PEYE-220616KB1-0023After a decade of under investment in infrastructure as a result of the financial crisis Ireland’s improved credit rating and a lack of investment opportunities across Europe means that the country’s position is favourable to private investors. Gerard Cahillane looks at the future outlook for the PPP market in Ireland.

Speaking at a recent conference in Belfast on infrastructure investment, Deputy Director of the National Treasury Management Agency and Head of Finance and Operations for the National Development Finance Agency, Gerard Cahillane, said that an additional €5 billion announced by the Minister for Public Expenditure and Reform for capital expenditure by 2021 represents an acknowledgement of the need to invest in Ireland’s infrastructure.

Infrastructure investment in Europe has all but collapsed since the economic downturn.

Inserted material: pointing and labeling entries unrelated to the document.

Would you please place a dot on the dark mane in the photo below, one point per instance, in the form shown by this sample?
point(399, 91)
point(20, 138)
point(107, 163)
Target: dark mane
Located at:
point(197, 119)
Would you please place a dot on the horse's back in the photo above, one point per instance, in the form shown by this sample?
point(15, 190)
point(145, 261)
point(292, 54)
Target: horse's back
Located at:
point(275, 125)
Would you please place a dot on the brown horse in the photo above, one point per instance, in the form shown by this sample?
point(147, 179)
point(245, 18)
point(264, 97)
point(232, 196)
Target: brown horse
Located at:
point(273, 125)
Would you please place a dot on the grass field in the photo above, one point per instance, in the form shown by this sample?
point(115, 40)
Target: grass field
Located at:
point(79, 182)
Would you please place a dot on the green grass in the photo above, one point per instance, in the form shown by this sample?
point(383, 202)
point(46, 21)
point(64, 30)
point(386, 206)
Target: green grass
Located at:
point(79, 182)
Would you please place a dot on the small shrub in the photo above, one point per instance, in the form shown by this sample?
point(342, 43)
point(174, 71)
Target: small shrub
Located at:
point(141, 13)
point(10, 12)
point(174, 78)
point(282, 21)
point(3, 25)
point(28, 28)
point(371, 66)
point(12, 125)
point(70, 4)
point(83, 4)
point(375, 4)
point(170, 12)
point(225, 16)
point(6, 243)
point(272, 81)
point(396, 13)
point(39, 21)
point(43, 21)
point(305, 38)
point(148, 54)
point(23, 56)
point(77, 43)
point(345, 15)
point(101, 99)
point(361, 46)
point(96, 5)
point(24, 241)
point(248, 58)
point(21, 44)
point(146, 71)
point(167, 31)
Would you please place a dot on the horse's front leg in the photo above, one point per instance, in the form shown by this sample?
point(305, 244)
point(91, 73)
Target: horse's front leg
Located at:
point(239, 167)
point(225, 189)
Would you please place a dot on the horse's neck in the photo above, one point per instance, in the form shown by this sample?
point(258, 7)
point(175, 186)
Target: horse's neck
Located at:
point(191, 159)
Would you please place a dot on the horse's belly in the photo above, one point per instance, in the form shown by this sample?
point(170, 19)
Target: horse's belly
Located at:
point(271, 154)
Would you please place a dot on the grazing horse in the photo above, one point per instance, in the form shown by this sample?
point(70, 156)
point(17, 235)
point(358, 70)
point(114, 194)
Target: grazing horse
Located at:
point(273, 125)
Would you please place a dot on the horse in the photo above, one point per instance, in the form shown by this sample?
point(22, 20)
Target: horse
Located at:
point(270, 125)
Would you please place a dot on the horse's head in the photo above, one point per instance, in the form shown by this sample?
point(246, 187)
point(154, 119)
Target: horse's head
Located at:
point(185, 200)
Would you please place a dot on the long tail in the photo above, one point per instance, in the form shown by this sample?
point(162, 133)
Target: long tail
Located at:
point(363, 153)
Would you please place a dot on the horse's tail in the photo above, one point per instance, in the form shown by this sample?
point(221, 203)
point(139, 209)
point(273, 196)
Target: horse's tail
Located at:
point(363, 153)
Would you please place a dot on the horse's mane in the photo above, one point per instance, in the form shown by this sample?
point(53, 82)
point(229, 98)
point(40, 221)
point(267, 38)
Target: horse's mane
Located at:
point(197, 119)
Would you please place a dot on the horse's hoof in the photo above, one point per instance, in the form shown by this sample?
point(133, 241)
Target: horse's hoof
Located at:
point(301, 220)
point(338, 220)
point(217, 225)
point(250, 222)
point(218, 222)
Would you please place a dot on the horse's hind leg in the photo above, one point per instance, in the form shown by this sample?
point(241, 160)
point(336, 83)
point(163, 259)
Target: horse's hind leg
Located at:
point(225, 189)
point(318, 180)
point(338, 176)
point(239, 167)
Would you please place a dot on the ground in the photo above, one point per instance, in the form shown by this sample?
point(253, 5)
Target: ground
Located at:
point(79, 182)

Recent statistics show that between 2008 to 2015 accumulative investment in business, households and public sectors have declined by £261 billion annually. Government investment in capital projects has been reduced by £34 billion across Europe and the decline of corporate investment by £109 billion across Europe for the same time frame would suggest that there are corporations such as insurance companies and pension funds with a wall of money but struggling to find good projects.

The global slowdown of investment is evident in Ireland through analysis of the Net Capital Stock. Prior to the downturn, the period 1995 to 2004 showed fairly strong investment but currently investment just about offsetting the levels of depreciation. Cahillane said: “The economy in the Republic of Ireland in 2014 grew by 5.2 per cent, last year it grew by 7.8 per cent and forecasts for 2016 are between 4.5 to 5 per cent. The population in 2014 grew by 35,000 people, last year by 20,000 and the forecast is that that will continue over the next number of years. It means that we have one of the fastest growing economies in Europe with a growing population but the level of capital stock is not keeping in line. In the last 10 years the remaining life in public sector assets have been declining. There may be a lot of investment going into care and maintenance but there is very little in additional stock. We have an ageing stock now which needs to be replaced and added to.”

In 2012 the Irish government introduced phase one of a private-public partnerships (PPPs) Stimulus Package and identified a number of projects that could use off balance sheet private investment to complement the existing public capital programme. These projects included schools, court houses, primary care sectors and roads.

Cahillane said that moving forward in 2014 the government recognised a huge shortage for social housing and plan to test the PPP model for delivery, with the NDFA providing financial advice and acting as the procuring authority. In November the government identified a further €500 million worth of projects in the sectors of health, justice and third level education.

“In 2010 we had a number of projects that we couldn’t close because nobody would lend privately to PPPs in Ireland at that time. In 2012 we closed two deals, however, there were no foreign banks involved and only one Irish bank and the European Investment bank (EIB). The EIB would only co-invest with the Irish bank provided that the National Pensions Reserve Fund would underride the domestic bank investment during the construction period. That will tell you how difficult it was.

“However, by the time we ran another funding competition in 2013 we noticed an increase in interest. Our credit rating had moved out of sub-investment grade as we moved out of the Troika programme. In 2014 there were around 20 genuine private funders and last year that figure was between 40 to 50. When we were closing the deals back in 2012 the cost of the senior debt was around the 6 per cent mark but over the last number of years it has fallen significantly to a historically low level.”

A lack of investment opportunities abroad and Ireland’s improved credit rating has made it appealing to the private sector and where banks were once the main investor in capital infrastructure projects, there are now as many institutions invested in projects as there are banks.

Summarising, Cahillane said that while a huge investment gap still existed in Ireland in a time when government was under severe fiscal restraints, historically low funding costs and international investment interest in Ireland should be acted upon so long as they fall within the value for money framework. “In my view PPPs present a good opportunity to fund long-term infrastructure competitively to facilitate social and economic development.”